I figured that Imogene's idea of a science project would probably explode or catch fire or smell really bad or be alive and bite me-and, in fact, I could hear something squealing and scratching around in the oatmeal box.

"Miss Kemp already wrote this year's assignment on the board," I said, and it isn't a science project."

"Fine time to tell me," Imogene grunted. "What is it? The assignment." She shook her oatmeal box. "Is it mice?"

So I was half right -- Imogene's science project was alive, but it probably wouldn't bite me unless it was great big mice, and I didn't want to find out.

"No," I said, "it's about people."

"Mice would be better," Imogene said.

Later that morning Miss Kemp explained her assignment, and I thought Imogene might be right, because the assignment sounded weird.

"For this year's project," she said, "We're going to study each other. That's the assignment on the blackboard, Compliments for Classmates."

All over the room hands were going up and kids were saying "Hub?" and "What does it mean?" and "How many pages?" But Miss Kemp ignored all this.

"It means exactly what it says," she said. "You're to think of a special compliment for each person in this class, and please don't groan" -- a lot of people did anyway -- "because this is the assignment for the year. You have all year to think about it, and next June, before the last day of school, you'll draw names from a bat and think of more compliments for just that one person."

Somebody asked if it could be a famous person instead, and somebody else asked if it could be a dead famous person, like George Washington.

Miss Kemp said no. "This is a classroom project, so it has to be people in this class. We know all about George Washington's good points, but . . ." She looked around and picked on Boomer. "We don't know all Boomer's good points. More important, Boomer probably doesn't know all his good points."

"How many compliments?" junior Jacobs wanted to know.

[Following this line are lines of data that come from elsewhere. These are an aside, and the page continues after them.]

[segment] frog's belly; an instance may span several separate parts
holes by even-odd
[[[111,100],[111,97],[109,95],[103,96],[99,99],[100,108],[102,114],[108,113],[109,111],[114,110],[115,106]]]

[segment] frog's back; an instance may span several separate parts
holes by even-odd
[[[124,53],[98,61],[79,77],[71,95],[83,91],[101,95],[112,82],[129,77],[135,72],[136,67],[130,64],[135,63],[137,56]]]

"Up to you," Miss Kemp said.

Alice Wendleken raised her hand. "Would beautiful hair and shiny hair count as one compliment?"

This sounded to me as if Alice planned to compliment herself, which would save someone else the trouble, but Miss Kemp said, "I'm not talking about beautiful hair and nice teeth, Alice. I mean characteristics, personal qualities, something special."

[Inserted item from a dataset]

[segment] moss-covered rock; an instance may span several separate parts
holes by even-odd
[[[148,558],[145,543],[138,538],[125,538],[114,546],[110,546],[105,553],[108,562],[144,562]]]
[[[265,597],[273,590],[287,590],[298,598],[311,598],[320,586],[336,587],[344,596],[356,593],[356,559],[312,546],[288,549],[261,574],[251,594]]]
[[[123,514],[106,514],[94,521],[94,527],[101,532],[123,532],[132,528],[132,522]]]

This could be hard, I thought. Take Albert Pelfrey. When you think of Albert Pelfrey, you think fat. Even Albert thinks fat. It's hard to think anything else, so I would really have to study Albert to find some special personal quality that wasn't just about being fat. And besides Albert there were twenty-eight other people, including Imogene Herdman.

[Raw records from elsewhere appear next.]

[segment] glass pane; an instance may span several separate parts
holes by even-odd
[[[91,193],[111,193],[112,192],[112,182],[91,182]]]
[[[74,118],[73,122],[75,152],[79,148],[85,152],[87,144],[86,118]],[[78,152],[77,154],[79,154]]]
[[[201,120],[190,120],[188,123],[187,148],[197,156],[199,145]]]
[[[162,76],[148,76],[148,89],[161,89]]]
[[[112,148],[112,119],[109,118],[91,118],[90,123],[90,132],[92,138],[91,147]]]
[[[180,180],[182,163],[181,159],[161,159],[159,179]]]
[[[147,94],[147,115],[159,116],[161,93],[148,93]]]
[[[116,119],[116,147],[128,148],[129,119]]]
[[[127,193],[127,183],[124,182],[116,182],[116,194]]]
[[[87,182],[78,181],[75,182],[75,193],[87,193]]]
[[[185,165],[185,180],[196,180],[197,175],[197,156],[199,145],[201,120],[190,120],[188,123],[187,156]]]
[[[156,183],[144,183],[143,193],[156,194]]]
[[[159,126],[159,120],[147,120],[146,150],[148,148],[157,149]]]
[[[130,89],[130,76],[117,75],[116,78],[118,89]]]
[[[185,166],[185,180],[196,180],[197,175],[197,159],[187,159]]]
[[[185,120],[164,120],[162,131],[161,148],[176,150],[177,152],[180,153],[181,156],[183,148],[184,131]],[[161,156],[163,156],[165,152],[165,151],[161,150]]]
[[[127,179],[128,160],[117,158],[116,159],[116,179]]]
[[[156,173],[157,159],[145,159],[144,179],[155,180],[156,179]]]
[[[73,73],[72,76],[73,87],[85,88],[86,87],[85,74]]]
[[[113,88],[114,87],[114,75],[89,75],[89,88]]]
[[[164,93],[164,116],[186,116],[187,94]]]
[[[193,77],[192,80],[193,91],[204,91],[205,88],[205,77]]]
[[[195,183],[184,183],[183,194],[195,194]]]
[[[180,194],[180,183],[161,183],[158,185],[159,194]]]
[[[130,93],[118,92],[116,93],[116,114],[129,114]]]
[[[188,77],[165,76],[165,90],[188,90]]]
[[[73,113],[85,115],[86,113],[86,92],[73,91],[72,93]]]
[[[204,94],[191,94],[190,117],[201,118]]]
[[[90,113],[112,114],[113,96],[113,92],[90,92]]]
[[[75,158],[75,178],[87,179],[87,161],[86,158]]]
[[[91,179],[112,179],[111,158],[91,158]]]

"What's a compliment?" Imogene asked me.

"It's something nice you tell someone, like if someone is especially helpful or especially friendly."

Alice looked Imogene up and down. "Or especially clean," she said.

"Okay." Imogene frowned. "But mice would still be better."

Mice would probably be easier for Imogene because the Herdmans always had animals around. As far as I know they weren't mean to the animals, but the animals they weren't mean to were mean all by themselves, like their cat, which was crazy and had to be kept on a chain because it bit people.

Now and then you would see Mrs. Herdman walking the cat around the block on its chain, but she worked two shifts at the shoe factory and didn't have much time left over to hang around the house and walk the cat.

There wasn't any Mr. Herdman. Everybody agreed that after Gladys was born, he just climbed on a freight train and left town, but some people said he did it right away and some people said he waited a year or two.